Hay un hecho indiscutible: solamente después de la muerte y resurrección de Jesús habla la comunidad cristiana primitiva de «asamblea» (en hebreo,
Kahal
; en griego,
ekklesía
; en latín,
ecclesia
). «Iglesia» en el sentido de una comunidad específica, distinta de Israel, es, sin lugar a dudas, un
fenómeno postpascual
.
Ekklesía
nace impulsada por el espíritu del
Kyrios
o «Señor» resucitado, y no es casualidad que la palabra alemana
Kirche
(«iglesia») provenga del griego
Kyrios
.
Ekklesía
no nace, pues, por un acto formal constitutivo o fundacional.
Ekklesía
existe en tanto en cuanto, una y otra vez, tiene lugar el hecho concreto de reunirse, de congregarse, de congregarse especialmente para el servicio religioso en nombre de Cristo. Ésa es la legitimación teológica de Iglesia. La reunión concreta es la manifestación actual, la representación, sí, la realización de la comunidad. Y, al revés, la comunidad es la portadora constante del hecho, repetido una y otra vez, de reunirse. Decisivo para que haya Iglesia no es, pues, un «acto fundacional», históricamente comprobable: decisivo es el «suceso» concreto de Iglesia, un suceso que se hace realidad siempre y cada vez que unas personas, en seguimiento de Cristo y en conmemoración suya —dondequiera, comoquiera y cuandoquiera que sea—, se congregan, rezan y actúan.
Precisamente con el ejemplo del
suceso de Pentecostés
, retocado por la leyenda, es posible comprender bien esto, pues en Pentecostés no tiene lugar un «acto fundacional» de la Iglesia, legalizado ante notario, sino que la Iglesia acontece como un «suceso», un suceso bajo la influencia del Espíritu de Dios. Pero ante todo, por supuesto, hay que ver que ni Pablo, ni Marcos ni Mateo saben nada de un «Pentecostés» específicamente cristiano. Es más, para un evangelista como Juan, hasta coinciden de manera explícita Pascua y Pentecostés, Resurrección y venida del Espíritu.
Por otra parte, sólo los Hechos de los Apóstoles, relativamente tardíos, de Lucas, nos informan de la
venida del Espíritu
como de un acontecimiento distinto de la resurrección y que tuvo lugar un día que era para los judíos la fiesta de la recolección (
Pentekoste
quiere decir el día quincuagésimo). Lucas sitúa esa fecha del calendario religioso judío en el contexto salvífico de promesa (Antiguo Testamento) y cumplimiento (Nuevo Testamento).
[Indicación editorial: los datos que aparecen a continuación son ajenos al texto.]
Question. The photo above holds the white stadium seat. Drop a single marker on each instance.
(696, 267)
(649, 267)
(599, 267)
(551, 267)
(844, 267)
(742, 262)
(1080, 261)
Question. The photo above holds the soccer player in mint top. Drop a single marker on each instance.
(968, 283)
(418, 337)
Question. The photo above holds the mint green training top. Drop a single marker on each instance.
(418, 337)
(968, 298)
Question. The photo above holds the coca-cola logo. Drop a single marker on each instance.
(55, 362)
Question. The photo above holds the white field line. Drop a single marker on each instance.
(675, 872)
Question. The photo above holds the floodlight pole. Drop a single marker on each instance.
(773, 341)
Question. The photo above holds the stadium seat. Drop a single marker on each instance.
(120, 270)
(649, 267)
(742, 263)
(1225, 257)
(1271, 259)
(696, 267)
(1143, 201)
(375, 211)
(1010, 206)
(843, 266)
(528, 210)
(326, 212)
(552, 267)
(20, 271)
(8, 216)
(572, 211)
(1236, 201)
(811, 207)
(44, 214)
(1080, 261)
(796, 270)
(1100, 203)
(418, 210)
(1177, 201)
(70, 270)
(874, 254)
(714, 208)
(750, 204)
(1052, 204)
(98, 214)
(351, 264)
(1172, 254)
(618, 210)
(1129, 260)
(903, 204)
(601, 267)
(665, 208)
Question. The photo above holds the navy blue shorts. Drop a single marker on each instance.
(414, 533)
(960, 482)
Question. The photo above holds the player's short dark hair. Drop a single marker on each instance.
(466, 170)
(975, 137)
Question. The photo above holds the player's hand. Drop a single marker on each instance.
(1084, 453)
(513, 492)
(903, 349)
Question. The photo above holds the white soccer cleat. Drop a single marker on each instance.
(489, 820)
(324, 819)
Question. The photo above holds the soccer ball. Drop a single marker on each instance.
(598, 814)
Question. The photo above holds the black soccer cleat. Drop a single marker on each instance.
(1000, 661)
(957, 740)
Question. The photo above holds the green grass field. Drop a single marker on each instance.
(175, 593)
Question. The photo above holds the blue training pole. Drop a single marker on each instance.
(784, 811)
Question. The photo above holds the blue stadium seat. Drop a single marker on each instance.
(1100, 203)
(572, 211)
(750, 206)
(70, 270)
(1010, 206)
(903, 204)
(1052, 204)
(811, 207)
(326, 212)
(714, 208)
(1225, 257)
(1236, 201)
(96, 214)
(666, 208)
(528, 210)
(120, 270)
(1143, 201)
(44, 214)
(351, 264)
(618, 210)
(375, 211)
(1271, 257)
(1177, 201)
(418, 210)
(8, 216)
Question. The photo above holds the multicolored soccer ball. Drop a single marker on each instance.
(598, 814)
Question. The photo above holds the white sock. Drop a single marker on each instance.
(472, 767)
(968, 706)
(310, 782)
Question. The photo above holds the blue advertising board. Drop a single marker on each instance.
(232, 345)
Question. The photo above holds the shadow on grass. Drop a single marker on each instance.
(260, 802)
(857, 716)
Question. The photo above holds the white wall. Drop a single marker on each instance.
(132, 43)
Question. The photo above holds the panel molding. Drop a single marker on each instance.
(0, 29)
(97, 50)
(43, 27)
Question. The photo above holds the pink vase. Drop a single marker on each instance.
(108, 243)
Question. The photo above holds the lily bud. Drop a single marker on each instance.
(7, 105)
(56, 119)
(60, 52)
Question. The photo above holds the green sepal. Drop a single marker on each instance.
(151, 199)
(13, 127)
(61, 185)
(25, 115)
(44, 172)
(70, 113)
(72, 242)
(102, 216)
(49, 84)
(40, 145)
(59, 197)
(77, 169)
Para él, Pentecostés es, con toda evidencia, el día en que el prometido Espíritu de Dios desciende sobre los hombres. Pentecostés se convierte así en la fecha de
nacimiento
de la comunidad de Jerusalén, que a partir de ese día supera el miedo, comienza a dar testimonio de Jesús, como Mesías-Hijo de Dios, y tiene los primeros éxitos misionales. Pero Pentecostés también puede ser entendido como el acontecimiento que marca la constitución de la Iglesia mundial, al hallarse ésta potencialmente presente en sus diferentes naciones y lenguas.
¿Tuvo lugar, históricamente, esa asamblea de Pentecostés? Las fuentes no permiten decidirlo con absoluta claridad, pero es muy probable que sí. La primera fiesta de Pentecostés posterior a la muerte de Jesús, fecha en la que sin duda llegaron a Jerusalén muchos peregrinos, pudo ser muy bien el día en que tuvo lugar la primera «asamblea» de los seguidores de Jesús, que habían regresado a Jerusalén procedentes (sobre todo) de Galilea. En esa ocasión, según los Hechos de los Apóstoles, también están presentes la madre y los hermanos de Jesús. Y bajo la influencia del Espíritu, es muy posible que se realizara esa constitución de una «comunidad» de los últimos días, con unas circunstancias concomitantes de orden entusiástico-carismático. Posiblemente Lucas se sirvió ya de una tradición, una tradición relativa a un éxtasis colectivo, que tuvo lugar por obra del Espíritu en Jerusalén, en la primera fiesta de Pentecostés posterior a la crucifixión y a la resurrección de Jesús.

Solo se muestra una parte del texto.